However, the earthenware was not found in the tomb itself, and even if the carbonized material on the earthenware found at the bottom of the moat outside the designated mausoleum area is dated to the late third century, it does not represent the date of construction of the tomb, since there are remains from the Jomon to Kofun periods at the site where this tomb was excavated, and even if it were the late third century, it would be later than Himiko's death date.

Horse harness excavated from a ditch 
Although the "Wajinden" describes the absence of oxen and horses, harnesses (wooden stirrups) have been excavated from the Zhou shelter.
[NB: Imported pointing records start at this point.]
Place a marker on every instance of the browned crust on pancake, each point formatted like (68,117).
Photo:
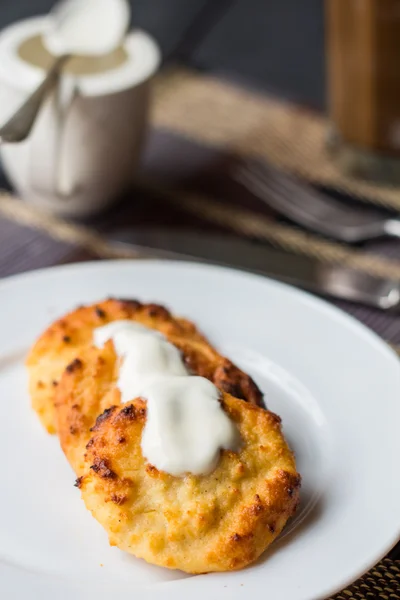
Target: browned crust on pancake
(218,522)
(68,337)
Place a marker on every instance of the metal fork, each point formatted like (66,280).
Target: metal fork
(318,212)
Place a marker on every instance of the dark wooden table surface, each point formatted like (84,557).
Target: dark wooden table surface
(171,163)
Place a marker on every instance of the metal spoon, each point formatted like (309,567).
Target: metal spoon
(19,126)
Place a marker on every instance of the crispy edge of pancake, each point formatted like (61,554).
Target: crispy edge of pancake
(258,490)
(67,337)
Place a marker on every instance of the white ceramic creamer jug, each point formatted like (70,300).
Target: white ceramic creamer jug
(87,140)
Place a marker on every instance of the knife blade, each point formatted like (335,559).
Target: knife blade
(301,271)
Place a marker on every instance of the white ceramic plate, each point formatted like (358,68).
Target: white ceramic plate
(334,383)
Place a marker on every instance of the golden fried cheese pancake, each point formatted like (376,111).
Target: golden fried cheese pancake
(197,523)
(65,340)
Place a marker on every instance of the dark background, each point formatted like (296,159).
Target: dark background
(274,45)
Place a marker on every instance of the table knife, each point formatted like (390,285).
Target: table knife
(301,271)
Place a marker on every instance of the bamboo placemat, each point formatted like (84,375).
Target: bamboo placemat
(219,115)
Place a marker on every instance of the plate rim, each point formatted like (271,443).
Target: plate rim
(329,310)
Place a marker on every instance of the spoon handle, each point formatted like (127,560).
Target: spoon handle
(20,124)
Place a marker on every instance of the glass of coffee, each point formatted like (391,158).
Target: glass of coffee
(363,58)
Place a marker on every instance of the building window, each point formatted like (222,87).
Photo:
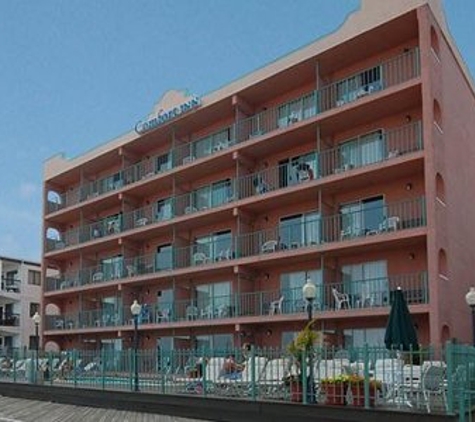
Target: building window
(434,43)
(163,163)
(438,116)
(34,277)
(34,307)
(367,283)
(300,230)
(33,345)
(362,217)
(362,151)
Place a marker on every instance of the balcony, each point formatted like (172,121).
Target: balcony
(10,320)
(308,236)
(363,295)
(364,150)
(378,78)
(11,285)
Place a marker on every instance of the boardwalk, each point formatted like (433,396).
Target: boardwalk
(21,410)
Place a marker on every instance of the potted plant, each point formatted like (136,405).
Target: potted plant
(356,384)
(302,346)
(335,389)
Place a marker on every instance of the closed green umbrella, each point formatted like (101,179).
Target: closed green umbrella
(400,331)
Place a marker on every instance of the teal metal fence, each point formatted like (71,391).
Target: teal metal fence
(432,379)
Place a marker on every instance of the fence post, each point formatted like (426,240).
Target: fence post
(253,373)
(103,367)
(303,372)
(131,368)
(449,356)
(367,391)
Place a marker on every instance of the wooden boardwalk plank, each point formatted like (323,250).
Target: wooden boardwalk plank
(22,410)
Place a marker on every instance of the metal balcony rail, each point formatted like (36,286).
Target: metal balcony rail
(357,152)
(385,75)
(314,231)
(11,285)
(10,320)
(362,294)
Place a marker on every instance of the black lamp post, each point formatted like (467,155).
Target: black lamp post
(37,319)
(470,298)
(136,308)
(309,291)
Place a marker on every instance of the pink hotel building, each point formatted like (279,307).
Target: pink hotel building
(349,162)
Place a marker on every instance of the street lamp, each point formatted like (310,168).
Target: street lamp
(136,308)
(309,291)
(37,319)
(470,298)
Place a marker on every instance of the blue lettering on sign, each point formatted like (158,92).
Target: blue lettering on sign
(165,116)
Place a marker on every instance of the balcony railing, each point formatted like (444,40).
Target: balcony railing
(11,285)
(354,153)
(10,320)
(385,75)
(362,294)
(312,233)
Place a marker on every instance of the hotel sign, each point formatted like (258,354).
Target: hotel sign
(164,116)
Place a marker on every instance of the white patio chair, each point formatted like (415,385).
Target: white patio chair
(241,385)
(272,381)
(389,372)
(163,315)
(389,224)
(340,299)
(275,307)
(191,313)
(269,246)
(99,276)
(433,385)
(200,258)
(141,222)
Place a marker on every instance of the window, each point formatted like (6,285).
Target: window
(108,225)
(362,217)
(362,151)
(112,267)
(287,338)
(360,337)
(300,230)
(367,283)
(296,110)
(163,163)
(357,86)
(33,344)
(213,195)
(291,285)
(111,183)
(217,342)
(164,209)
(213,247)
(212,143)
(297,169)
(213,299)
(164,258)
(34,308)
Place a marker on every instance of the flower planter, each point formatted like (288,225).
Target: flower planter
(296,394)
(357,395)
(335,393)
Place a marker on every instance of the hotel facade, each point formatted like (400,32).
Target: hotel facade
(20,297)
(348,162)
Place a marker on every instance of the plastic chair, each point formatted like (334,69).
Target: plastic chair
(275,307)
(341,299)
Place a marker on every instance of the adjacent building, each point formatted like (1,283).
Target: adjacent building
(20,295)
(348,162)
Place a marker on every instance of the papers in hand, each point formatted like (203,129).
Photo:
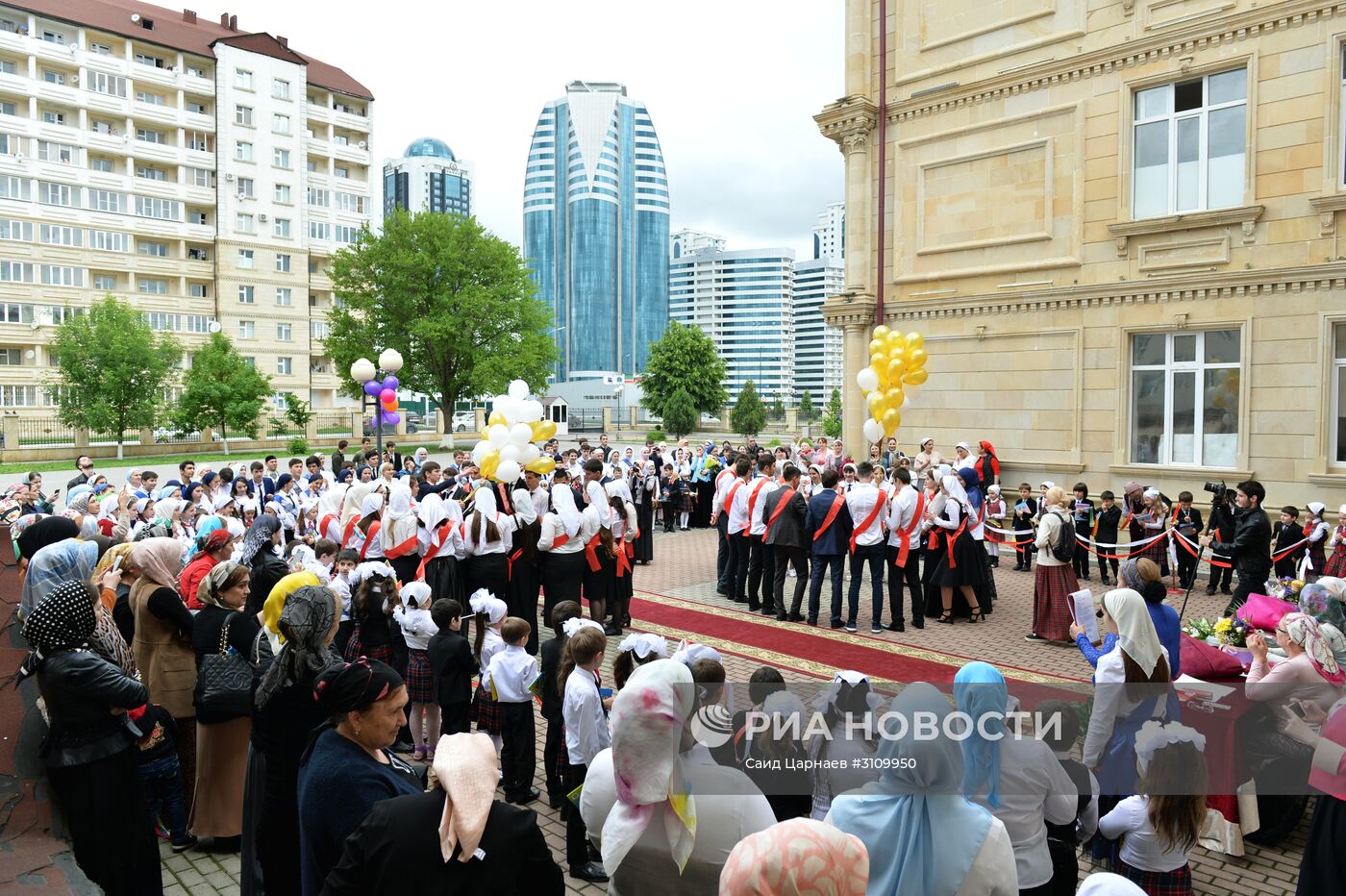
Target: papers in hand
(1083,611)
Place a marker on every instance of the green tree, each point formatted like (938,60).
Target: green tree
(454,299)
(807,410)
(832,416)
(684,358)
(222,391)
(680,413)
(749,414)
(111,370)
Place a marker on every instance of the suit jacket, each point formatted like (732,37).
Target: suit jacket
(396,852)
(837,535)
(787,529)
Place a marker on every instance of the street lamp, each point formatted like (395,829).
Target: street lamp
(362,371)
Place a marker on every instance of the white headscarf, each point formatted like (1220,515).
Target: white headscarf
(1134,629)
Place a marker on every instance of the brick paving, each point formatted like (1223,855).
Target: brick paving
(684,568)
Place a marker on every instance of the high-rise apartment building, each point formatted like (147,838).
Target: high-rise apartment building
(596,226)
(202,172)
(817,347)
(428,178)
(744,302)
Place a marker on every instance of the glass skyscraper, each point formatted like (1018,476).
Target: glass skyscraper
(596,228)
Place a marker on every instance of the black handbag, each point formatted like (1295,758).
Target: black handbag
(224,680)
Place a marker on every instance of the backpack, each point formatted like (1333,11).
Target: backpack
(1063,544)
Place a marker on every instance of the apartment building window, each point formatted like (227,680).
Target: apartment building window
(1190,143)
(1184,397)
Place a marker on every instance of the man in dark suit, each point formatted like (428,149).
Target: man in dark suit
(828,529)
(785,511)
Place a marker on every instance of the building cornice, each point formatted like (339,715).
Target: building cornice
(1171,43)
(1198,286)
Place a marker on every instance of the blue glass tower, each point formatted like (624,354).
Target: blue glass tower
(596,228)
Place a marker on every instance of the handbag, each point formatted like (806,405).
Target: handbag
(225,680)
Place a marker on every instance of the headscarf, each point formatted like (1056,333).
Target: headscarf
(349,686)
(921,832)
(797,858)
(466,767)
(63,620)
(259,537)
(980,691)
(159,561)
(1134,629)
(648,718)
(1302,629)
(307,620)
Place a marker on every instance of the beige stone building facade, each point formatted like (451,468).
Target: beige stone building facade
(1117,224)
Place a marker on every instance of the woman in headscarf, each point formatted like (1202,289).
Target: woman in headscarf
(1015,777)
(221,736)
(285,714)
(958,565)
(457,838)
(347,767)
(259,553)
(163,643)
(90,748)
(924,837)
(663,825)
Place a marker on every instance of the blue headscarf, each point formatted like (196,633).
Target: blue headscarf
(921,832)
(980,691)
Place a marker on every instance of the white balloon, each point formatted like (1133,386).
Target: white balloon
(520,435)
(872,430)
(531,411)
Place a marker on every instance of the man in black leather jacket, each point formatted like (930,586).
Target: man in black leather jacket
(1249,551)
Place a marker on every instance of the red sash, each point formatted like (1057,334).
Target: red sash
(905,548)
(868,521)
(832,514)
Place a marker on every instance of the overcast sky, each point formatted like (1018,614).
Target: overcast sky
(731,87)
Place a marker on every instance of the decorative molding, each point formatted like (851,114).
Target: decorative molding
(1244,215)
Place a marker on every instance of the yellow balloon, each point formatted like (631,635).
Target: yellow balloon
(544,430)
(541,465)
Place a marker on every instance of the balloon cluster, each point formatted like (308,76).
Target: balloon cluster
(386,390)
(507,448)
(895,361)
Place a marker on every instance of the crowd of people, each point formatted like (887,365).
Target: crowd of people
(259,657)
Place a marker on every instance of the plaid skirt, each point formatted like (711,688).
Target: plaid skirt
(420,677)
(1052,591)
(1175,883)
(485,711)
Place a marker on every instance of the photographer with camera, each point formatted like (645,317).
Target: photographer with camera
(1249,549)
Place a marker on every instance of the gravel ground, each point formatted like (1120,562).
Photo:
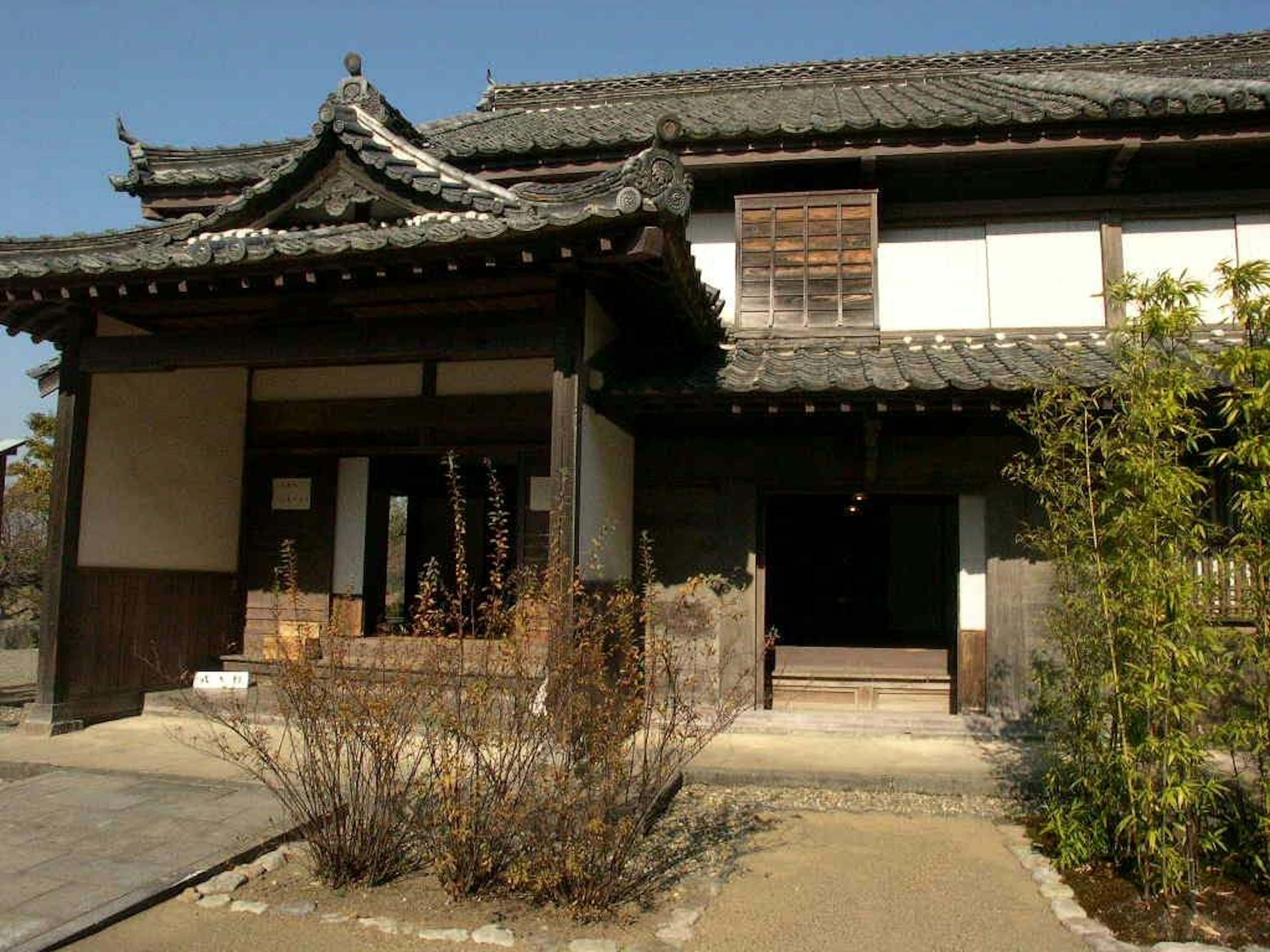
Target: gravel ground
(755,869)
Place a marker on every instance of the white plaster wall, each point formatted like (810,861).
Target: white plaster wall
(606,498)
(973,558)
(163,476)
(1253,235)
(933,278)
(600,329)
(472,377)
(349,382)
(108,327)
(714,248)
(1194,246)
(1044,275)
(352,493)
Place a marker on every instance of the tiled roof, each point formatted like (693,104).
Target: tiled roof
(929,365)
(1164,80)
(1226,55)
(985,101)
(441,204)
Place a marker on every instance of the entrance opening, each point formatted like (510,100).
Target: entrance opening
(411,524)
(862,591)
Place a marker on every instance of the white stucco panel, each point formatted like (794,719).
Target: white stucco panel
(606,498)
(1044,275)
(163,475)
(472,377)
(1194,246)
(933,278)
(349,382)
(1253,233)
(714,248)
(973,563)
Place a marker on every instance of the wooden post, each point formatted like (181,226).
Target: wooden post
(53,711)
(567,397)
(1113,267)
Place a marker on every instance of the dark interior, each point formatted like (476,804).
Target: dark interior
(412,522)
(862,571)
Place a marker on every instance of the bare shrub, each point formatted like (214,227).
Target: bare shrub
(345,753)
(525,735)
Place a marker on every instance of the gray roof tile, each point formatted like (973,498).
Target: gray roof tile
(1147,82)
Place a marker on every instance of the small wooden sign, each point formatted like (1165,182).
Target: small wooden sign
(293,494)
(223,681)
(541,494)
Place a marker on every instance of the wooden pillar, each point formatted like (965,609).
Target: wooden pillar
(567,397)
(1113,267)
(53,711)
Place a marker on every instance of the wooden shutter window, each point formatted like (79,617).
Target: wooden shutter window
(807,261)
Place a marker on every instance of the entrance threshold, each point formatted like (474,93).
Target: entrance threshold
(881,724)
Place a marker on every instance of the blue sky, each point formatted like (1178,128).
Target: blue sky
(232,71)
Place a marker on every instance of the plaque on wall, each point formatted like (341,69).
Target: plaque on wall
(291,494)
(541,494)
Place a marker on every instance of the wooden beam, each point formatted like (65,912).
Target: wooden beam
(1167,205)
(380,418)
(768,153)
(1113,267)
(1119,166)
(51,714)
(317,347)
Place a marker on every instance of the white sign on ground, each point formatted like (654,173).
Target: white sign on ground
(223,681)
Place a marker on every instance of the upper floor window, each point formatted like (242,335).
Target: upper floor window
(807,261)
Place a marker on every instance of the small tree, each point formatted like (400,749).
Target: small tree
(1244,455)
(1133,655)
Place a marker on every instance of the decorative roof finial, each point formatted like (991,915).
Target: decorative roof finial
(122,131)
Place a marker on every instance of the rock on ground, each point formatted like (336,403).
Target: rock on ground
(592,946)
(298,909)
(493,936)
(222,885)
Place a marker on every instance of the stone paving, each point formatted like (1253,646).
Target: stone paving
(80,849)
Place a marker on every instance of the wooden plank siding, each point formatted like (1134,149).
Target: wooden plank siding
(136,630)
(807,261)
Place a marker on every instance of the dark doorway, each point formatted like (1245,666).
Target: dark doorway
(411,522)
(862,591)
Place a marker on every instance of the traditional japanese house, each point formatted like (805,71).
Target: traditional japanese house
(8,449)
(775,317)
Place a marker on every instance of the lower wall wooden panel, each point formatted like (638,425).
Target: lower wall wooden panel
(972,669)
(138,630)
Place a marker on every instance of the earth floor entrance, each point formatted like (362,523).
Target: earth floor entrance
(862,591)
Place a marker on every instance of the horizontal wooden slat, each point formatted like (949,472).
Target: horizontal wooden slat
(807,259)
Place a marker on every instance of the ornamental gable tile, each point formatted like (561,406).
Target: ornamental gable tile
(972,364)
(364,160)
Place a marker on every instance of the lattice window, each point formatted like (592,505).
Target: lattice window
(807,261)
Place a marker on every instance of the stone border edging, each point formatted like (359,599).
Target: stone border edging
(1071,913)
(216,893)
(140,899)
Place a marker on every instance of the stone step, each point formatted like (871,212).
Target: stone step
(878,724)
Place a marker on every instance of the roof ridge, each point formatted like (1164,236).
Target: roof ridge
(541,93)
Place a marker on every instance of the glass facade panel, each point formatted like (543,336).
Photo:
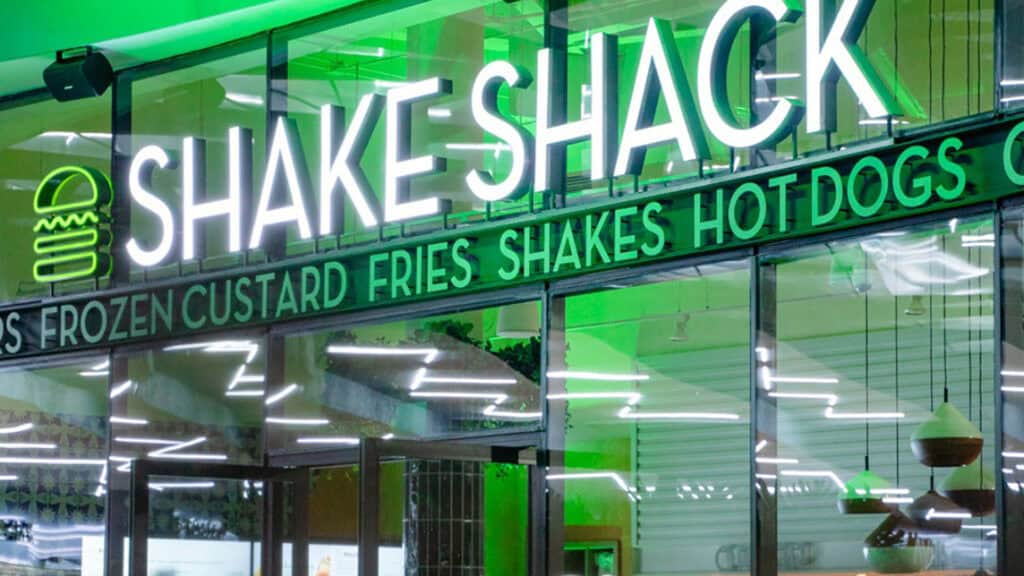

During the 109th excavation of the Garui Site conducted by the Sakurai City Board of Education in 2000, a wooden wheel stirrup (harness) was found in the upper layer of the overlying soil (plant layer) inside the moat. The Nunome I earthenware excavated at the same time dates it to the early fourth century, which may have contributed to the influx of equestrian culture into the Japanese archipelago and to the East Asia, the understanding of the spread of equestrian culture in the region is now older and more revised than before. The excavation is not directly related to the chronology of the construction of the tomb itself, since it was excavated from the soil layer deposited after the moat had ceased to function and had begun to be buried.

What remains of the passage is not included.